Lost in Translation: Do LVLM Judges Generalize Across Languages?
Md Tahmid Rahman Laskar, Mohammed Saidul Islam, Mir Tafseer Nayeem, Amran Bhuiyan, Mizanur Rahman, Shafiq Joty, Enamul Hoque, Jimmy Huang
Why It Matters
What makes this one worth your time
Understanding the limitations of LVLM judges across languages is crucial for developing more robust and reliable AI systems in a global context.
This study unveils significant cross-lingual performance issues in large vision-language models.
Summary
The paper introduces MM-JudgeBench, a large-scale benchmark for evaluating multilingual and multimodal judge models, revealing performance variances across languages and limitations in current reward modeling.
Key contributions
- Introduction of MM-JudgeBench, a benchmark for multilingual and multimodal evaluation.
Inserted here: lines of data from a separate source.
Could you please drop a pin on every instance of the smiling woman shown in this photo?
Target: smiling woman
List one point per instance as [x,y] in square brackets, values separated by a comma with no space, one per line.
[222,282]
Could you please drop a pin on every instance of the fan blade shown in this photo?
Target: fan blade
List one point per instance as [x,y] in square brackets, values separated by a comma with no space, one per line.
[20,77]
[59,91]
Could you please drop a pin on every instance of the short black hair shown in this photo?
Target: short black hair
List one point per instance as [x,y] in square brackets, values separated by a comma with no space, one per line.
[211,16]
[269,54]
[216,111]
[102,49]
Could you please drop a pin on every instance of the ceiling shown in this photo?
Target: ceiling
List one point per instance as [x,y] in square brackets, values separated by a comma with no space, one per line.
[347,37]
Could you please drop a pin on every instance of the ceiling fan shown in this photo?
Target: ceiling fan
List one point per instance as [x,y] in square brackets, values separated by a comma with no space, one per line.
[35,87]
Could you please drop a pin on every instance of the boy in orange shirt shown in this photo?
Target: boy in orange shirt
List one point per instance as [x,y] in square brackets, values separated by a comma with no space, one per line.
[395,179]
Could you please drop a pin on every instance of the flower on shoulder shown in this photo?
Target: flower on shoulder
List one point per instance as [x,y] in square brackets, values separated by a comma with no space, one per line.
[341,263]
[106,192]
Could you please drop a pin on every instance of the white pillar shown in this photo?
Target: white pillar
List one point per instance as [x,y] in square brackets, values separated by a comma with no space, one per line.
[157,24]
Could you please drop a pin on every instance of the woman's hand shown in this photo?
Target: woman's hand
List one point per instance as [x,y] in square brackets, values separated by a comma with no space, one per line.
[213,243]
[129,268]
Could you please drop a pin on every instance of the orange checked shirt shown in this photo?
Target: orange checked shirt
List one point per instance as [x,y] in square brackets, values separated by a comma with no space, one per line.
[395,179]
- Evaluation of 22 LVLMs across 25 languages, highlighting performance variance.
- Release of a multilingual training set for domain adaptation.
Notable insights
- Model size and architecture do not reliably predict multilingual robustness.
- State-of-the-art LVLM judges show inconsistent behavior across different languages.
Possible limitations
- Not stated in the abstract.
Abstract
arXiv:2604.19405v1 Announce Type: new Abstract: Automatic evaluators such as reward models play a central role in the alignment and evaluation of large vision-language models (LVLMs). Despite their growing importance, these evaluators are almost exclusively assessed on English-centric benchmarks, leaving open the question of how well these evaluators generalize across languages. To answer this question, we introduce MM-JudgeBench, the first large-scale benchmark for multilingual and multimodal judge model evaluation, which includes over 60K pairwise preference instances spanning 25 typologically diverse languages. MM-JudgeBench integrates two complementary subsets: a general vision-language preference evaluation subset extending VL-RewardBench, and a chart-centric visual-text reasoning subset derived from OpenCQA, enabling systematic analysis of reward models (i.e., LVLM judges) across diverse settings. We additionally release a multilingual training set derived from MM-RewardBench, disjoint from our evaluation data, to support domain adaptation. By evaluating 22 LVLMs (15 open-source, 7 proprietary), we uncover substantial cross-lingual performance variance in our proposed benchmark. Our analysis further shows that model size and architecture are poor predictors of multilingual robustness, and that even state-of-the-art LVLM judges exhibit inconsistent behavior across languages. Together, these findings expose fundamental limitations of current reward modeling and underscore the necessity of multilingual, multimodal benchmarks for developing reliable automated evaluators.